Justiça condena Estado do RN a indenizar mulher que perdeu moto após leilão irregular

Representação de uma motocicleta apreendida em processo judicial.
Motocicleta apreendida pode levar a indenização em caso de leilão irregular.

Estado do Rio Grande do Norte deverá pagar R$ 17 mil por danos materiais e R$ 3 mil por danos morais após proprietária ser notificada do leilão de sua moto por e-mail. Falhas no processo administrativo foram constatadas.

A Justiça do Rio Grande do Norte determinou que o Estado indenize uma cidadã após o Departamento Estadual de Trânsito (Detran/RN) leiloar indevidamente sua motocicleta. A decisão, proferida pelo Juizado Especial Cível, Criminal e da Fazenda Pública da Comarca de Extremoz, considerou o procedimento administrativo falho e condenou o Estado a ressarcir a proprietária em R$ 17.008,00 por danos materiais e R$ 3.000,00 por danos morais. A notícia sobre a perda do veículo chegou à dona por e-mail meses após o ocorrido.

O leilão foi considerado inválido pela Justiça por falta de comprovação de notificação adequada à proprietária, tanto sobre a apreensão do veículo quanto sobre os procedimentos que antecederam a venda.
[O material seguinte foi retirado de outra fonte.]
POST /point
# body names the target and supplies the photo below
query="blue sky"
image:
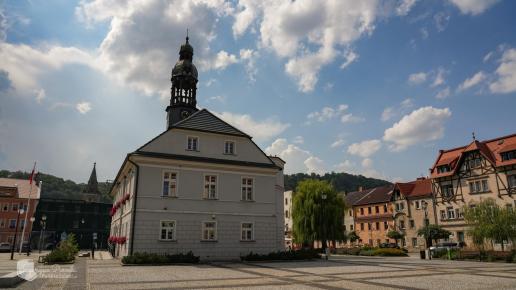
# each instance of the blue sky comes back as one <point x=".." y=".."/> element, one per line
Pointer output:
<point x="365" y="87"/>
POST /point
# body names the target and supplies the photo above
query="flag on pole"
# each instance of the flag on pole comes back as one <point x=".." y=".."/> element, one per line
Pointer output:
<point x="31" y="178"/>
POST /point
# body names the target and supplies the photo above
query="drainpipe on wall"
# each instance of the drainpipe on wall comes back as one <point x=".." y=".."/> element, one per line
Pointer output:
<point x="133" y="214"/>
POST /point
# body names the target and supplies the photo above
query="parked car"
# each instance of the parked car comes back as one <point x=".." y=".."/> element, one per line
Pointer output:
<point x="5" y="247"/>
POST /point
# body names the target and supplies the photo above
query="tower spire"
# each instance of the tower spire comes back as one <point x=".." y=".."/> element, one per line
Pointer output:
<point x="183" y="100"/>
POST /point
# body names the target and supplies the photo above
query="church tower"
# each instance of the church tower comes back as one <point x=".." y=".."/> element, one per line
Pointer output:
<point x="184" y="87"/>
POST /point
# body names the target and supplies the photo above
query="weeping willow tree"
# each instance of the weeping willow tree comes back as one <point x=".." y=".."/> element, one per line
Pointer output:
<point x="317" y="213"/>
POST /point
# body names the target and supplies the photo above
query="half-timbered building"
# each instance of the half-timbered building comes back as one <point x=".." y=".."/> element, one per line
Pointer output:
<point x="466" y="175"/>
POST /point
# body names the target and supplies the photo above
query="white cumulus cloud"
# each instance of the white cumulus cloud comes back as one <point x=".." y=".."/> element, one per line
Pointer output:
<point x="365" y="148"/>
<point x="422" y="125"/>
<point x="472" y="81"/>
<point x="262" y="130"/>
<point x="473" y="7"/>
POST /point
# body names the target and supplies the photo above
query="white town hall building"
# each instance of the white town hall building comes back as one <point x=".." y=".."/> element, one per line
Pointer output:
<point x="201" y="186"/>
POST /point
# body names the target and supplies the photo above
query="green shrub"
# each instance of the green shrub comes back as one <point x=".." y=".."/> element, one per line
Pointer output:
<point x="302" y="254"/>
<point x="367" y="252"/>
<point x="64" y="253"/>
<point x="153" y="258"/>
<point x="389" y="252"/>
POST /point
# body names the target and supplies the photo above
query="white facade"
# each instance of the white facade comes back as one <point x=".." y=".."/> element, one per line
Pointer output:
<point x="215" y="204"/>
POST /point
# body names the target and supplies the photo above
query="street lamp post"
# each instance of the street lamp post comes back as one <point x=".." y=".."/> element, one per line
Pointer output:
<point x="32" y="219"/>
<point x="43" y="223"/>
<point x="20" y="211"/>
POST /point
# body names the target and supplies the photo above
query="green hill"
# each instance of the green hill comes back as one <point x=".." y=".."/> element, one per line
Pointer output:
<point x="57" y="187"/>
<point x="343" y="182"/>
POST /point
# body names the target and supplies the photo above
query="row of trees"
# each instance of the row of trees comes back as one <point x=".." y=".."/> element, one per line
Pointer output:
<point x="318" y="210"/>
<point x="490" y="223"/>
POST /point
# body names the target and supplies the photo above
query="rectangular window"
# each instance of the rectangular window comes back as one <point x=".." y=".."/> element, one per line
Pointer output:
<point x="193" y="143"/>
<point x="210" y="187"/>
<point x="451" y="212"/>
<point x="209" y="231"/>
<point x="511" y="180"/>
<point x="508" y="155"/>
<point x="447" y="191"/>
<point x="169" y="184"/>
<point x="229" y="147"/>
<point x="168" y="230"/>
<point x="247" y="189"/>
<point x="247" y="232"/>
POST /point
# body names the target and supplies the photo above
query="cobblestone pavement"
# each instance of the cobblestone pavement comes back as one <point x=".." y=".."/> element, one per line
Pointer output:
<point x="340" y="272"/>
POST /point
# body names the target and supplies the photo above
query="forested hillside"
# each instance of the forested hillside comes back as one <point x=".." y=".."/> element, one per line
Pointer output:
<point x="56" y="187"/>
<point x="343" y="182"/>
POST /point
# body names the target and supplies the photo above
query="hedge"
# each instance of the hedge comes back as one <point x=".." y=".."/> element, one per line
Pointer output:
<point x="153" y="258"/>
<point x="302" y="254"/>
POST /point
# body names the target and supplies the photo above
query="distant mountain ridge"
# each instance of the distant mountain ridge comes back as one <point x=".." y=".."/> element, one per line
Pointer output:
<point x="57" y="187"/>
<point x="343" y="182"/>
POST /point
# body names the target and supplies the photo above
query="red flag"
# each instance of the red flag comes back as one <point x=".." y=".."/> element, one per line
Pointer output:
<point x="32" y="173"/>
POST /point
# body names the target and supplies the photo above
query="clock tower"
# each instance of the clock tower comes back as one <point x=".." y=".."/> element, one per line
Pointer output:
<point x="184" y="87"/>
O Código de Trânsito Brasileiro (CTB) e resoluções do Conselho Nacional de Trânsito exigem tentativas efetivas de comunicação pessoal ou por correspondência com aviso de recebimento antes de leiloar veículos apreendidos.

O Estado argumentou que a comunicação do leilão ocorreu por meio de publicação em edital no Diário Oficial, justificando a ausência de envio postal pela suspensão dos serviços dos Correios à época. No entanto, a Justiça ressaltou que a interrupção dos serviços postais não exime a administração pública de buscar meios alternativos e eficazes de notificação, respeitando garantias constitucionais como o contraditório e a ampla defesa. A falha na comunicação impediu que a dona do veículo pudesse exercer seu direito de defesa.

A motocicleta, uma Honda zero quilômetro adquirida em agosto de 2022, era utilizada pelo irmão da proprietária como ferramenta de trabalho e fonte de renda familiar. O veículo foi apreendido em fevereiro de 2025, em Nova Natal, Natal, sob a alegação de atraso no licenciamento. A proprietária afirmou não ter recebido nenhuma notificação formal sobre a apreensão ou o paradeiro da moto.

A situação tornou-se conhecida apenas em junho de 2025, quando ela recebeu um e-mail informando a transferência definitiva da propriedade do veículo. Mesmo sem a posse, continuou a receber cobranças de financiamento, incluindo uma dívida de R$ 5.603,39 e 27 parcelas futuras de R$ 510,18 cada.

O valor da indenização por danos materiais foi fixado com base no preço da motocicleta na Tabela Fipe na data da apreensão, R$ 17.008,00, permitindo o abatimento de débitos pendentes de IPVA e licenciamento. Para os danos morais, o juiz considerou o sofrimento e a insegurança gerados pela perda do bem essencial para a subsistência familiar e as cobranças indevidas.